Nick Paul tapped in a Connor Brown feed 6:26 into overtime, giving Canada a 3-2 win over Finland to cap a remarkable run with a gold medal at the IIHF World Championship. © André Ringuette/HHOF-IIHF Images

RIGA, Latvia – Nick Paul (Mississauga, Ont./Ottawa, NHL) tapped in a cross-crease feed from Connor Brown (Toronto, Ont./Ottawa, NHL) at the 6:26 mark of overtime, giving Canada’s National Men’s Team a 3-2 win over Finland on Sunday and the gold medal at the 2021 IIHF World Championship.

It is the 27th time Canada has stood atop the podium at worlds, including six Olympic gold medals between 1920 and 1952 that are also counted as world titles.

None of the first 26 were quite as unlikely as this one. Two weeks ago, after a 3-1 loss to Germany dropped them to 0-3, no one gave the Canadians a chance to make the quarterfinals, let alone win the whole thing.

But the stars aligned as they had to to allow Canada to sneak into the playoff round, and it knocked out the group winners in ROC and the United States in the quarterfinals and semifinals, respectively, before ending the Finns’ hopes of repeating as world champions.
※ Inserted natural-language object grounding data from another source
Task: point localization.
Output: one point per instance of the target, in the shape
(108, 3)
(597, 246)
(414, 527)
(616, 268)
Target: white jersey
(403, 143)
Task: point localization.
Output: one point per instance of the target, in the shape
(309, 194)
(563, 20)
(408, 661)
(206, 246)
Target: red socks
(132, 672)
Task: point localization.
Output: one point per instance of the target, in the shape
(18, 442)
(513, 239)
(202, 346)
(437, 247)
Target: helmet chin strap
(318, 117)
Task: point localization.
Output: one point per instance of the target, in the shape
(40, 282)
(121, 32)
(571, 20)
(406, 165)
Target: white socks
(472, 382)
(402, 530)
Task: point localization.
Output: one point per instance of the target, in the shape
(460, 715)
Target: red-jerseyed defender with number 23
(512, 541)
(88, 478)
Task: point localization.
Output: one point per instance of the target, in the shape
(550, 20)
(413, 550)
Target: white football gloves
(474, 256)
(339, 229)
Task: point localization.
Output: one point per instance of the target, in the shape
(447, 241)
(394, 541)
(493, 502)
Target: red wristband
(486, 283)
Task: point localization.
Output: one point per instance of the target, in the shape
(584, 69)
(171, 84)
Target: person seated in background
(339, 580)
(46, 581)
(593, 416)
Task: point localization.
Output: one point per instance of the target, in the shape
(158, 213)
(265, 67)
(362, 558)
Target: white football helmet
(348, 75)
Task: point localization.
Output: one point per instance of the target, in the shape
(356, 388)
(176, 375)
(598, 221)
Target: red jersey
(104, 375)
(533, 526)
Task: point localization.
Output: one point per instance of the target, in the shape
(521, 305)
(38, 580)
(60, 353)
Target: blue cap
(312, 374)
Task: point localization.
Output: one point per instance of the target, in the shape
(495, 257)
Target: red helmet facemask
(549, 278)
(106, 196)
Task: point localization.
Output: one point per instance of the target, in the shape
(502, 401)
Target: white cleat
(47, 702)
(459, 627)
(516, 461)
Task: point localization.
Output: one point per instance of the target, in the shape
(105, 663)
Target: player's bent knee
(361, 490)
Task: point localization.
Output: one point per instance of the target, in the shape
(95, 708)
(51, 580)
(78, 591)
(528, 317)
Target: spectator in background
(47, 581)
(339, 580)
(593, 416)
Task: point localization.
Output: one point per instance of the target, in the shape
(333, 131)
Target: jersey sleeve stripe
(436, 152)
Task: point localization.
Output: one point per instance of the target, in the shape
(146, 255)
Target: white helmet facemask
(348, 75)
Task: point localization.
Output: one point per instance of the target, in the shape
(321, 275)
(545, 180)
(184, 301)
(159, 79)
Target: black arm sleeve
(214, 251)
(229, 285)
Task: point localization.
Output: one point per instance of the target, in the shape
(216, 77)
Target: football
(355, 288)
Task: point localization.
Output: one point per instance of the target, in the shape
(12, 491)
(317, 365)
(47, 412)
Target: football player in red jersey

“We came together as a group,” Paul said of how the team turned the page. “People counted us out, [but] we knew we were going to come together, work hard and take it in the end and we did. We made it closer than we wanted, but it was an unbelievable, hard-fought game and I’m super proud right now.”

In the extra period, Paul got the play started when he intercepted a pass back to the blueline off a lost face-off, sending him and Brown away on a two-on-one. Brown collected Paul’s pass off his skate and sent it back across the face of the net, where Paul simply had to direct it into the empty goal to join Anson Carter (2003) as the only Canadians to score gold medal-winning overtime goals at the tournament.



Brown set up all three goals in the win; he finished as the tournament scoring leader with 16 points, and his 14 assists are the most by a Canadian at a single world championship, and tied for the second-most ever.

As expected coming in, offence was at a premium. The teams both managed just eight shots on goal in the first period, and only one made its way to the back of the net – just seconds after a Finnish power play had expired, Mikael Ruohomaa knocked down a shot from Oliwer Kaski and swatted it past Canadian goaltender Darcy Kuemper (Saskatoon, Sask./Arizona, NHL).

Canada got even on a man advantage early in the second period as Maxime Comtois (Longueuil, Que./Anaheim, NHL) played follow-the-bouncing-puck; after a long-range wrist shot from Brown rang off the post, the chest of Comtois, the leg of Miika Koivisto, the skate of Comtois and the post again, he knocked it past Jussi Olkinuora to make it 1-1.

Adam Henrique (Burford, Ont./Anaheim, NHL) thought he had given Canada its first lead late in the middle frame when he buried a Brown rebound off the rush, but Owen Power (Mississauga, Ont./University of Michigan, Big Ten) was judged to be inches offside and the game went to the intermission even.

Instead it was the Finns who went again early in the third period; with the Canadians scrambling a little in their own zone, Petteri Lindbohm stepped in and wired a wrist shot through a screen and past the glove of Kuemper for the 2-1 goal.

But Henrique made good on another Canadian power play seven minutes later, converting his own rebound after a slick no-look, between-the-legs feed from Comtois in close to tie the game and force overtime.



Both goaltenders made huge stops early in the three-on-three extra period, including a Olkinuora save off a stick-to-skate-to-stick move from Andrew Mangiapane (Bolton, Ont./Calgary, NHL) just seconds in.

Following the game, Mangiapane was named tournament MVP. He scored seven goals in the seven games he played, including four game-winners – two of which came in quarterfinal and semifinal victories. He also earned a spot on the media all-star team.